Owner – Brookfield Properties, Toronto, ON Canada
Architect/Designer – WZMH Architects, Toronto, ON Canada
Structural Engineer – Halcrow Yolles Partnership, Toronto, ON Canada
General Contractor – EllisDon Corporation, Mississauga, ON Canada
Concrete Contractor – Structform, Scarborough, ON Canada
Concrete Producer – Canada Building Materials, Toronto, ON Canada
Masonry Contractor – Clifford Masonry Ltd., Scarborough, ON Canada
Landscape Architect – Envision – The Hough Group, Toronto, ON Canada
Other – Shaheen Peaker –Coffey Geotechnics Inc., Toronto, ON Canada
Other – WR Grace – Ajax, ON Canada
Other – Carpenters Local 27, Woodbridge, ON Canada
Other – Harris Rebar, Mississauga, ON Canada
Other – Ironworkers Local 721, Toronto, ON Canada
Other – LIUNA Local 506, Toronto, ON Canada
Other – Erico, Grace Construction Products, Structural/Hardrock, Joint Venture, PERI Formwork Systems Inc., Walters Structural

Brookfield Properties Corporation awarded the Bay Adelaide Centre project to contractor EllisDon in January 2006. The project, a 52 story, 1.2 million sq. ft., office complex in downtown Toronto, presented unique challenges, both logistically and schedule-wise.

Initial enabling works entailed demolishing the existing 6 story core, which was abandoned in 1992, and two 13 stories adjacent office towers extending until January, 2007. This allowed only 25 months to shovel into the ground, excavating and shoring down 60 ft. to the P4 level (5 levels below grade), back up to grade, up 52 floors, enclose and substantially complete all floors, and ready for tenant fit up in February 2009.

Rising to the challenge, the EllisDon team developed the plan to complete the work in the timeframe required.

By incorporating some of the existing foundation walls into the shoring design, and cutting into the existing operating parking garage, down through all 5 levels, working from within, the contractors were able to bring the new structure back up to ground floor by December 2007. Because they started their “Peri” corewall jumpform at the P3 level, we were already at level 6 on the structural concrete core wall when the ground floor was completed.

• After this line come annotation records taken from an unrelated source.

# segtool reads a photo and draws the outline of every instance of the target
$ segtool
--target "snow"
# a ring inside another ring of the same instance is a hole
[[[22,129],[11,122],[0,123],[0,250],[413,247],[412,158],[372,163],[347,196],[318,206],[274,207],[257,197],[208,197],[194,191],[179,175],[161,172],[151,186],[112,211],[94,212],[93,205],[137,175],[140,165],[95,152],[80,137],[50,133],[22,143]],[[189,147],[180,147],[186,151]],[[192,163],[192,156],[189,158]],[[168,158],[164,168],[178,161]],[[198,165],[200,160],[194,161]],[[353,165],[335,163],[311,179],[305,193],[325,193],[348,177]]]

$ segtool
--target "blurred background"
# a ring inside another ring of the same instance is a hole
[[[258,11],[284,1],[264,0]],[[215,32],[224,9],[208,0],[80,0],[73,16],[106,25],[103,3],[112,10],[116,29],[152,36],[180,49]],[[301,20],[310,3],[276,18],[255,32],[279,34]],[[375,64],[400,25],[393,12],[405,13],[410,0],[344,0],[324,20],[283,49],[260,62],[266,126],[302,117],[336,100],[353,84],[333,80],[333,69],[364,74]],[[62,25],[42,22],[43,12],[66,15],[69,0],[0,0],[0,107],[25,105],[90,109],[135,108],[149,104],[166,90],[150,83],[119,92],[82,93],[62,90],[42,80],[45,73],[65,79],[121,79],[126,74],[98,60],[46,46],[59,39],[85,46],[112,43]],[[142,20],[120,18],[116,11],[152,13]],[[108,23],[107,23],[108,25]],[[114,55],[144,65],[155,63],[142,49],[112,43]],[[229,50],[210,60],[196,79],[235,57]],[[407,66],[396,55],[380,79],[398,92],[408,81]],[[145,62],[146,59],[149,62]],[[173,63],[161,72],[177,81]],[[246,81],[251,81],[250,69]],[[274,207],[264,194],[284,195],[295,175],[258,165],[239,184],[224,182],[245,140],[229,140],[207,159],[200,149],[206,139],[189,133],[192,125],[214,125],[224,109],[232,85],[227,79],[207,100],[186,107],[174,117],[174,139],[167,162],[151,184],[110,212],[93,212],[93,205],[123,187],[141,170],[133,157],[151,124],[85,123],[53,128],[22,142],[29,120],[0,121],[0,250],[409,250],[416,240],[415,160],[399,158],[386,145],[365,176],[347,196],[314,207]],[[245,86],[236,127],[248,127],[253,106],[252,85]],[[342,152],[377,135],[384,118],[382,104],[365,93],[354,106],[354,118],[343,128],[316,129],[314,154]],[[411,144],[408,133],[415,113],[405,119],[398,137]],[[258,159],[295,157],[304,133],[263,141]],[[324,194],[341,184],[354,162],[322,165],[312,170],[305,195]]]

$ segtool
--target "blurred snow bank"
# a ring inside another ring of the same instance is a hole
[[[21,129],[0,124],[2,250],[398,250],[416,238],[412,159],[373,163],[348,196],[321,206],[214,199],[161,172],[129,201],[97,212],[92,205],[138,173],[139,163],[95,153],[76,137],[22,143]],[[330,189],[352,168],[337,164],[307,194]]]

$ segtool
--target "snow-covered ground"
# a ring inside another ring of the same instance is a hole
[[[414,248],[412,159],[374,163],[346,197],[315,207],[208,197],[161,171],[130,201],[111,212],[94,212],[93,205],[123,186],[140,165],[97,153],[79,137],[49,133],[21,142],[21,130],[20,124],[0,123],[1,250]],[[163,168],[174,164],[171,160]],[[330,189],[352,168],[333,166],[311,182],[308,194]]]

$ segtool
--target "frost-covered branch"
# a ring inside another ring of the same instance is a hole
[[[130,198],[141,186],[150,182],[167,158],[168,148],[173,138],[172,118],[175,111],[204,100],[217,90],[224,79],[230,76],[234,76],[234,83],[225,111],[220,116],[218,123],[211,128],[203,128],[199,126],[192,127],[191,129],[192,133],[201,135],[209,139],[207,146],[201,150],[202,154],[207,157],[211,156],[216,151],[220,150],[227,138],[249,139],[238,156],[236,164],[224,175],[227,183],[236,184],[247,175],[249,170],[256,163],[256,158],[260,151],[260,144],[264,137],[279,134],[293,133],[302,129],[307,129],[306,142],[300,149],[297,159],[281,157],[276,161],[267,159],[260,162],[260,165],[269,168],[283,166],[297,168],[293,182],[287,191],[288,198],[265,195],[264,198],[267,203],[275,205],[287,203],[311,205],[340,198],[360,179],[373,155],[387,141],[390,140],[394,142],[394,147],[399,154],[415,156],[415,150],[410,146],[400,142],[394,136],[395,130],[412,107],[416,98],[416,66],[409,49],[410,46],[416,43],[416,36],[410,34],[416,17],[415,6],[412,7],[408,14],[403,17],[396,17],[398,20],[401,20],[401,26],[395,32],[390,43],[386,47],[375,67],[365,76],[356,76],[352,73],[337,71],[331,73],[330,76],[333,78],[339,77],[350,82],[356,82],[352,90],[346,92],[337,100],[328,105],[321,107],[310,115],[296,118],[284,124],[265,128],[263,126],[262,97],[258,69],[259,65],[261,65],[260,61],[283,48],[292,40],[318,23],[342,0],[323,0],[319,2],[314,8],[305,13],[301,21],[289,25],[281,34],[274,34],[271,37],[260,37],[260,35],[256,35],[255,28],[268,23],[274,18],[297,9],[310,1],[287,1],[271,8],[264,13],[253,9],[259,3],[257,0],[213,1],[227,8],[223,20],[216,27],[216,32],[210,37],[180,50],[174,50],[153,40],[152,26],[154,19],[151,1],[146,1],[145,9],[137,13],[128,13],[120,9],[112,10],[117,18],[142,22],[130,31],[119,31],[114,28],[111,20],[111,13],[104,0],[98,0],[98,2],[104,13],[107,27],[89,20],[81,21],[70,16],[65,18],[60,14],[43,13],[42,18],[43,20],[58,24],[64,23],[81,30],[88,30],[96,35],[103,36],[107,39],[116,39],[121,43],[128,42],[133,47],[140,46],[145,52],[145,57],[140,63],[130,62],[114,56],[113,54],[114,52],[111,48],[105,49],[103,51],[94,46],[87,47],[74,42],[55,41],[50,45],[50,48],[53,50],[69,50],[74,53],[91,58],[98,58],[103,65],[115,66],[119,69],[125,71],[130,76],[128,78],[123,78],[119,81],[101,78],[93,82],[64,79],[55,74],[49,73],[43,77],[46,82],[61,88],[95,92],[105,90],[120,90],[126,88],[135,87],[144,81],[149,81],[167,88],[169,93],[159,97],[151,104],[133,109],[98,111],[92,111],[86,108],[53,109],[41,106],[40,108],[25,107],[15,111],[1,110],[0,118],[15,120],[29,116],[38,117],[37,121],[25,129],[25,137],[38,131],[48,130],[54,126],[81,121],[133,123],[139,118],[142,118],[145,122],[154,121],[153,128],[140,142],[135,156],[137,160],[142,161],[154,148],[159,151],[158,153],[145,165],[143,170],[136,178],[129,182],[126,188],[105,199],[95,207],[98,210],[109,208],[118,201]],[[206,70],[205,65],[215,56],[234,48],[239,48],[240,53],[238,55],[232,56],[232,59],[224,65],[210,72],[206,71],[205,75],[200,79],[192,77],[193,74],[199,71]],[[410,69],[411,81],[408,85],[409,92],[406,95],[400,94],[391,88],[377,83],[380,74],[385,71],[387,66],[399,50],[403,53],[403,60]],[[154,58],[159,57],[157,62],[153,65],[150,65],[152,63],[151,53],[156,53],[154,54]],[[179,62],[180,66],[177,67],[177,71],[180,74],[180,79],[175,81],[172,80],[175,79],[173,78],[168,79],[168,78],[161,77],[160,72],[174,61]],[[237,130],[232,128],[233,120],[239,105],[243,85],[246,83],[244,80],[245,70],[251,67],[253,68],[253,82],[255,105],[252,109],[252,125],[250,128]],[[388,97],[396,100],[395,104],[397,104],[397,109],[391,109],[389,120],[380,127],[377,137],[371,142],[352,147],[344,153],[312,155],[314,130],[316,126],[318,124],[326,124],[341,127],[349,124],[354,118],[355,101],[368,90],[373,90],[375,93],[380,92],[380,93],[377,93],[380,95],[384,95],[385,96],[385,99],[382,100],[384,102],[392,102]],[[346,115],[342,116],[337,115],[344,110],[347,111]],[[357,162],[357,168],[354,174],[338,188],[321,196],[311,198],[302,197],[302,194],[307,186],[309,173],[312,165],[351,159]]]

The Peri form was a unique hydraulic self-jacking form, designed and manufactured in Germany specifically for this mutli-celled core (22 cells), which we were able to jack up 1 floor every 3 days. This required some aggressive concrete strength gains (8 MPa in 12 hours, 60 MPa in 90 days) which our supplier CBM was able to deliver. All in situ concrete strength gain testing was done in-house with maturity meters. In the course of developing the formwork logistics, contractors performed trials with self-consolidating concrete, and while this had its own issues, it was determined to be a net benefit to the project.

The core cycle required 2 – 18 ton hydraulic booms at the form platform to service rebar installation. All core work proceeded on a double shift basis. Central in the core was the main self-jacking tower crane (140 ton TG1900 diesel over hydraulic) erecting structural steel and servicing the platform on the off shift. In addition, a 28m placing boom and Schwing BP 8800 pump placed most of the core concrete and all of the slab concrete through twin 5” risers. A 90 ton service crane was dedicated to rebar prefab at ground floor level.

Once the core was rolling, over every 3 days the team brought the balance of the trades in line with the same program. Structural steel 3 floors every 9 working days (except during weather delays) curtainwall 2 floors every week, interior finishes on the same tier with appropriate lag time. The tenant fit-out dates were met and substantial completion was achieved in July 2009, with a flagship lobby that is remarkably stellar, even amongst Toronto’s many national corporate head offices.